Friday, June 15, 2018
EFR paper on transatlantic relations and global regulatory issues

The European Financial Services Round Table (EFR), comprised of Chairmen and Chief Executive Officers of international banks and insurers, with operations across the globe, have businesses and customers in markets across different continents. There are benefits of being an international financial group including diversification, access to talent, ability to leverage scale, capabilities and resources, international reputation and exposure to global thinking, as such creating value for all stakeholders.

Whereas the United States and Europe have worked closely together for many years through international forums, one can now observe diverging statements on global standards and new financial regulations.

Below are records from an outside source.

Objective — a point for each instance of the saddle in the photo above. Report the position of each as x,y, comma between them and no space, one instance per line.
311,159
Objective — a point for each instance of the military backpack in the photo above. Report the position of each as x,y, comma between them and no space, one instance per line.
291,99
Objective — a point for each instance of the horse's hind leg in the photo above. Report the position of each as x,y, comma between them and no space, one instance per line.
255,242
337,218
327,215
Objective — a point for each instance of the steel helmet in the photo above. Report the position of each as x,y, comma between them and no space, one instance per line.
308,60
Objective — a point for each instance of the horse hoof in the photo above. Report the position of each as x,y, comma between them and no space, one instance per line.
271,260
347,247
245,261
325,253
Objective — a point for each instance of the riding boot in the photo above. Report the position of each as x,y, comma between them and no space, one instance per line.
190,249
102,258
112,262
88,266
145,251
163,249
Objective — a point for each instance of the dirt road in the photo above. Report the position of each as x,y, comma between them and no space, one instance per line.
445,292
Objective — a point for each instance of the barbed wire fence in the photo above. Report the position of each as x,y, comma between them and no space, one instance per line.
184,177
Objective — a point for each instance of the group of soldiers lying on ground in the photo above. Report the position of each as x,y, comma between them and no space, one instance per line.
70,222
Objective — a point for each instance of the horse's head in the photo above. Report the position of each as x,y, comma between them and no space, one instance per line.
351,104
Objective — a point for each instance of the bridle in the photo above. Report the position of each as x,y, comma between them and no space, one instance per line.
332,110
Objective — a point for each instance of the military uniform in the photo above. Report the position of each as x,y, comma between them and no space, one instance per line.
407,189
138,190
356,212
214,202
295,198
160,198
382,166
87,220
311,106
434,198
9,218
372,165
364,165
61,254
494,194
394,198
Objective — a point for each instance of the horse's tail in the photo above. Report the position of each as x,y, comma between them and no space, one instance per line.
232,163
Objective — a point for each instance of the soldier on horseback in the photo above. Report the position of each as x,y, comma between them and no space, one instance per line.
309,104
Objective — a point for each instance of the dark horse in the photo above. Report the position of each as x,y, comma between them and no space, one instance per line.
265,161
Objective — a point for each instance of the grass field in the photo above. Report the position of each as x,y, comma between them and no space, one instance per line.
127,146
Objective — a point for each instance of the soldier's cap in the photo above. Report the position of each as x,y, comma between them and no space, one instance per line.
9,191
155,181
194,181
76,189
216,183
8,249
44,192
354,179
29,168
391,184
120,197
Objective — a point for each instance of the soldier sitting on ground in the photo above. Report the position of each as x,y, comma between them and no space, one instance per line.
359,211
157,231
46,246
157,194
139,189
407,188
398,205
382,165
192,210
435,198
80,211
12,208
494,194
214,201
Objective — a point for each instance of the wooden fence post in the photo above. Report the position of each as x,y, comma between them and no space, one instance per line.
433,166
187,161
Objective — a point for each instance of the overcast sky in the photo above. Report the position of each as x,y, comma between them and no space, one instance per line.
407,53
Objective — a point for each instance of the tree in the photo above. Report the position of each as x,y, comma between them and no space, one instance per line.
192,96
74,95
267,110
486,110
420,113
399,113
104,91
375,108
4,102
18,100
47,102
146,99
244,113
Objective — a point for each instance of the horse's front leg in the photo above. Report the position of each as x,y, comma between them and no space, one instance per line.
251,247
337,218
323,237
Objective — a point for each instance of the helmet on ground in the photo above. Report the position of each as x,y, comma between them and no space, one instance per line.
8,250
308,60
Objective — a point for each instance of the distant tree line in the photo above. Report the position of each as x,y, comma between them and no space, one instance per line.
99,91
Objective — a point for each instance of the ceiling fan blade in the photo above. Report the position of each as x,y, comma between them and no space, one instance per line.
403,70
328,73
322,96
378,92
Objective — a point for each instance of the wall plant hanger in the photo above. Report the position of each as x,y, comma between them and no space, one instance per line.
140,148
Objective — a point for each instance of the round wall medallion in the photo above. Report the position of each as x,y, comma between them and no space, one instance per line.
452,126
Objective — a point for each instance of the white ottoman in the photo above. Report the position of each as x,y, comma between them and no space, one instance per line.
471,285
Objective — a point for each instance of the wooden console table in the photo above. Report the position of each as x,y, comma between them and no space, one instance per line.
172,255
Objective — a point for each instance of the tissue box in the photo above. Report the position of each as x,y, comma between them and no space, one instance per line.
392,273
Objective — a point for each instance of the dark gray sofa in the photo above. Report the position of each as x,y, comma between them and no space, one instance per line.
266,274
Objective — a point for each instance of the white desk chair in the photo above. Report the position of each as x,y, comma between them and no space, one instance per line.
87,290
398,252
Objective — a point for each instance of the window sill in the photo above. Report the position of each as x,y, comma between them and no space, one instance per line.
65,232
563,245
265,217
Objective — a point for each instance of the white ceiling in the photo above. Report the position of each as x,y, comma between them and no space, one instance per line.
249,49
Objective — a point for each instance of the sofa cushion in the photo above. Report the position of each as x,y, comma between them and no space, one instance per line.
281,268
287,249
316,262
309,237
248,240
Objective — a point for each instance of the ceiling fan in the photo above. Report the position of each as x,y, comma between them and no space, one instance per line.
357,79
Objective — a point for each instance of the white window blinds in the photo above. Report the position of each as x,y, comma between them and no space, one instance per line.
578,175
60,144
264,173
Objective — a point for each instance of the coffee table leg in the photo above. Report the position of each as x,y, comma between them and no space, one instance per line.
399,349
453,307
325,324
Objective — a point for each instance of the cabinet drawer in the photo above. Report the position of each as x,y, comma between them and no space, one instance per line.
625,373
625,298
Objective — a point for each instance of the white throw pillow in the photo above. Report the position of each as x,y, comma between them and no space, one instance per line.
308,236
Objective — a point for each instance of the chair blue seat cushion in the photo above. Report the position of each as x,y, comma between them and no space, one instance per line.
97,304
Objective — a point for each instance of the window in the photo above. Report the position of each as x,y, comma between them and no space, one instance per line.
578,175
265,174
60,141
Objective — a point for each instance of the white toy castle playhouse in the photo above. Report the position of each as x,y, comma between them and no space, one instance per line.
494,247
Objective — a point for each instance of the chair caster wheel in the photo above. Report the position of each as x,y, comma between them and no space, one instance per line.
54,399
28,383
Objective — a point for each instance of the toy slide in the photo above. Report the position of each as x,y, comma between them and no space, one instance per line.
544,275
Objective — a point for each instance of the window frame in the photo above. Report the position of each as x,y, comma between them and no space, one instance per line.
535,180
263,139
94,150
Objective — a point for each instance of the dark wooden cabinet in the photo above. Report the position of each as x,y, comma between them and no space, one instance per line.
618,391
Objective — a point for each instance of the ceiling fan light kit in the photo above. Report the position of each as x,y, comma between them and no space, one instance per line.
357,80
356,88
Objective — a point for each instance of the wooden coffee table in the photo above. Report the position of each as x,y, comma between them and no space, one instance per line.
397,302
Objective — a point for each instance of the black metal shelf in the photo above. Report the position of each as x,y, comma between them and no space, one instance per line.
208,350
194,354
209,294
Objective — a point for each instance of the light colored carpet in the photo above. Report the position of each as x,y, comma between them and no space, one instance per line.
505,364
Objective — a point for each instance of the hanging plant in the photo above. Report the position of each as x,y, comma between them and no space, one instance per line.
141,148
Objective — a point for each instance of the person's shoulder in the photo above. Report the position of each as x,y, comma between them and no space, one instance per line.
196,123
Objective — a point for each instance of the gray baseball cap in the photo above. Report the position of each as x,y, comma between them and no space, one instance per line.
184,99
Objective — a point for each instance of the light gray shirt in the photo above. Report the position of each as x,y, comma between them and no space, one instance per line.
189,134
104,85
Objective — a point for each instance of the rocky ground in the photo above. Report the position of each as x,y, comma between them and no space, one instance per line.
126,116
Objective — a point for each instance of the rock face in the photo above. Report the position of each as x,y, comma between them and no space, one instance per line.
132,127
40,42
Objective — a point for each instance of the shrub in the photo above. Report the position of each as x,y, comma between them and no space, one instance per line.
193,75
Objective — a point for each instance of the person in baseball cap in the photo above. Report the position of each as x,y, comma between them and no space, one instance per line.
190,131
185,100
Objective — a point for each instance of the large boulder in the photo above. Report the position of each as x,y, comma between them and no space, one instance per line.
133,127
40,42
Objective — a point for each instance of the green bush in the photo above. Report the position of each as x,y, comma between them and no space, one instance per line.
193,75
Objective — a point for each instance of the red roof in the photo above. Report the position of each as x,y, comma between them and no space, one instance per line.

This is highly relevant for global financial groups as represented by the EFR.

Both banks and insurers have extensive experience with global financial regulation and support global standards – both macro-prudential policy measures and, albeit at different stages, capital standards.

The enclosed EFR paper is related to transatlantic relations and global regulatory issues. The EFR believes that especially the following considerations merit further discussion:

  • Regulatory cooperation at global level is vital. Internationally operating financial groups benefit from global standards providing added value to their customers through efficiency gains and increased competition as a result of an international level playing field.
  • While finance has become increasingly globalised over the past four decades, financial firms need to take into account local aspects of the markets they operate in, particularly in the case of retail banking and insurance. Global standard setters and national authorities implementing these standards should be mindful of that when introducing conduct as well as prudential standards proportionally.
  • Elected representatives have an important role to play in weighing the advantages of global standards against local market characteristics, and in building and defending the legitimacy of regulatory frameworks.